Menu Close

3.4. Configuring Profiles to Enable Renewal

This section discusses how to set up profiles for certificate renewals. For more information on how to renew certificates, see Section 5.5, “Renewing Certificates”.
A profile that allows renewal is often accompanied by the renewGracePeriodConstraint entry. For example:
policyset.cmcUserCertSet.10.constraint.class_id=renewGracePeriodConstraintImpl
policyset.cmcUserCertSet.10.constraint.name=Renewal Grace Period Constraint
policyset.cmcUserCertSet.10.constraint.params.renewal.graceBefore=30
policyset.cmcUserCertSet.10.constraint.params.renewal.graceAfter=30
policyset.cmcUserCertSet.10.default.class_id=noDefaultImpl
policyset.cmcUserCertSet.10.default.name=No Default

3.4.1. Renewing Using the Same Key

A profile that allows the same key to be submitted for renewal has the allowSameKeyRenewal parameter set to true in the uniqueKeyConstraint entry.
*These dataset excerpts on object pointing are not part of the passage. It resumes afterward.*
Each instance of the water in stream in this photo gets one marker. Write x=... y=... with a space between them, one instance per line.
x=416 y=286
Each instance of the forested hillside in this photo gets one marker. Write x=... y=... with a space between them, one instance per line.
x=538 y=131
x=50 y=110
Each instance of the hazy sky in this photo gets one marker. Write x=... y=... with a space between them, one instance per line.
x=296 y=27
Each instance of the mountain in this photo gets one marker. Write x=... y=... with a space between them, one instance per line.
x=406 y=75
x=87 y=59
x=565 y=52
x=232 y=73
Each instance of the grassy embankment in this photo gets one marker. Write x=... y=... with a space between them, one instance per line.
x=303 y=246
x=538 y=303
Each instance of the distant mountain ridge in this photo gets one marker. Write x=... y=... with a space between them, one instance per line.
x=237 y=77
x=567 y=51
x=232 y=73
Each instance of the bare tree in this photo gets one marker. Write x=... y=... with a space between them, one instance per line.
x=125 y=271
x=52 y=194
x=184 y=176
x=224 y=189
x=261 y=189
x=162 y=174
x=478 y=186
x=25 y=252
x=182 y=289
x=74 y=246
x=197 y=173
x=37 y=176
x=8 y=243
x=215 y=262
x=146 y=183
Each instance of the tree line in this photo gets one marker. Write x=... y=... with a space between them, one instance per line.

For example:
policyset.cmcUserCertSet.9.constraint.class_id=uniqueKeyConstraintImpl
policyset.cmcUserCertSet.9.constraint.name=Unique Key Constraint
policyset.cmcUserCertSet.9.constraint.params.allowSameKeyRenewal=true
policyset.cmcUserCertSet.9.default.class_id=noDefaultImpl
policyset.cmcUserCertSet.9.default.name=No Default

3.4.2. Renewal Using a New Key

To renew a certificate with a new key, use the same profile with a new key. Certificate System uses the subjectDN from the user signing certificate used to sign the request for the new certificate.